Respirando o ar quente, suado, extenuado, sacola pendurada nos dedos, com a outra mão procurava livrar-se da poeira que lhe entrava na roupa, nos olhos, nos poros. E o estirão se alongando. Viu o casebre com pequeno alpendre, arriado, cochilante. Aproximou-se, bateu na porta e arriou-se no banco tosco, no alpendre. Sacola ao lado, abanou-se, desabotoou-se, estirou as pernas, quase cochila. Ali ficou, entregue.
Suspirou fundo, levantou-se, olhou demoradamente o estirão em todas as direções. Só vento, poeira e a árvore desgalhada ao lado do casebre. Bateu forte na porta e ela se abriu. O pote, não muito distante, caneca ao lado. Bebeu a água salobra até se fartar. Olhou em volta. Alguns tamboretes. Nenhum armário, louça ou mesa. Uma rede entrouxada, pendente do armador.
Balançou a cabeça:
– De quem será isto?
Olhou longamente, através da janela, o estirão e a poeira fina navegando no silvar do vento. Fugindo de tudo e com saudades dela armou a rede puída. Deitou-se, suspirou fundo:
– Depois da desgraça feita qualquer lugar serve.

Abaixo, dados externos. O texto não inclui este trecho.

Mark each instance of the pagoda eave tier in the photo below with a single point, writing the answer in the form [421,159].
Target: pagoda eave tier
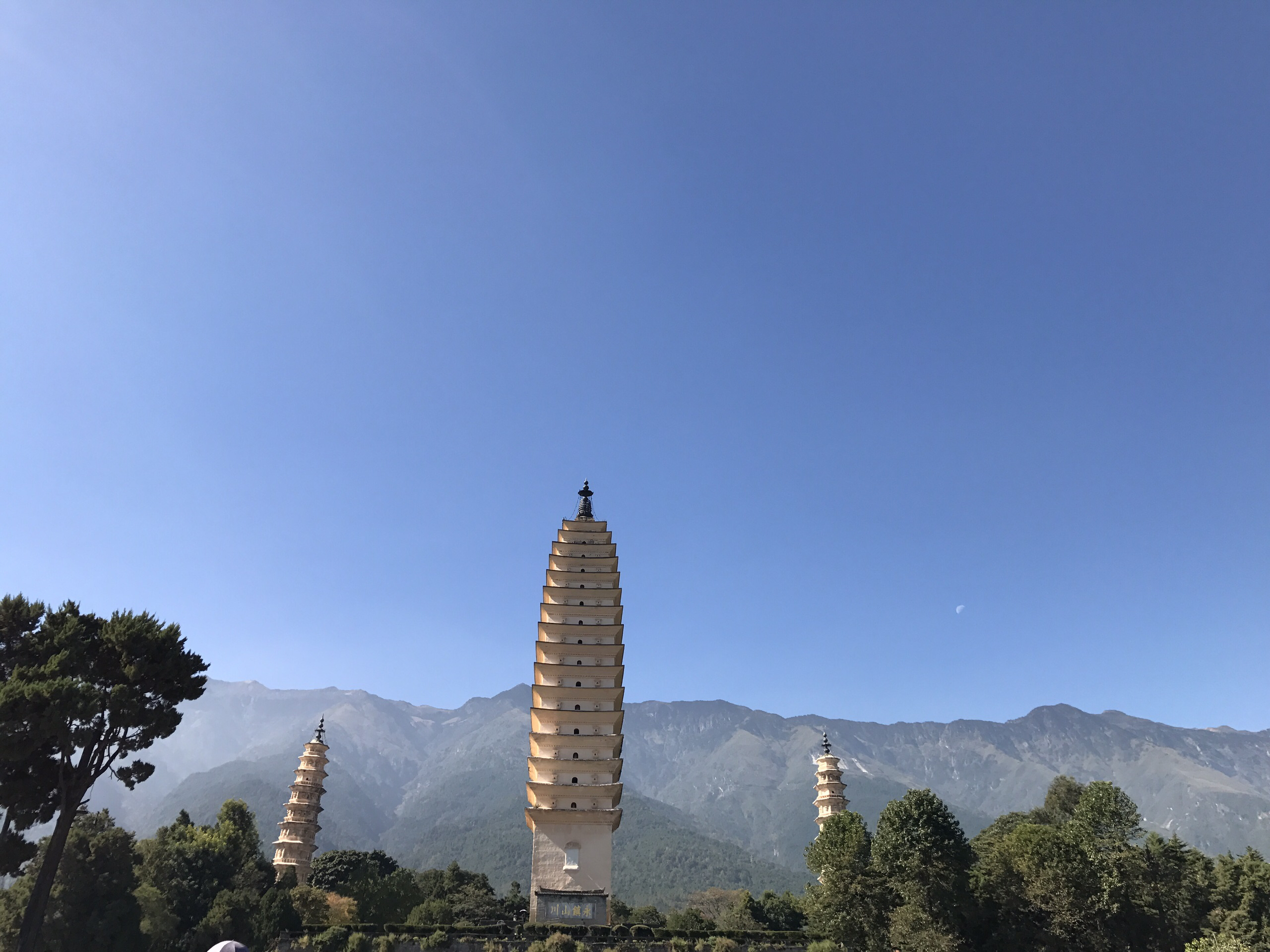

Levantou-se e jogou sobre um dos tamboretes os sapatos de solas gastas, o resto de meias, e, quase despido, estirou-se melhor e coçou o corpo todo.
Adormeceu.
Acordou com os solavancos no punho da rede. Abriu os olhos, estremunhado e perplexo:
– Você veio?
Ela, ali em pé, rota, esquálida e muda.
– Como me encontrou?
– Segui seu rumo.
– Ah.
– De quem é esta casa?
– Não sei.
– Por que você fez aquilo?
– Precisava.
– Que horror.
Apenas fechou os olhos. Ela tossiu:
– Posso me deitar um pouco com você? Estou morta.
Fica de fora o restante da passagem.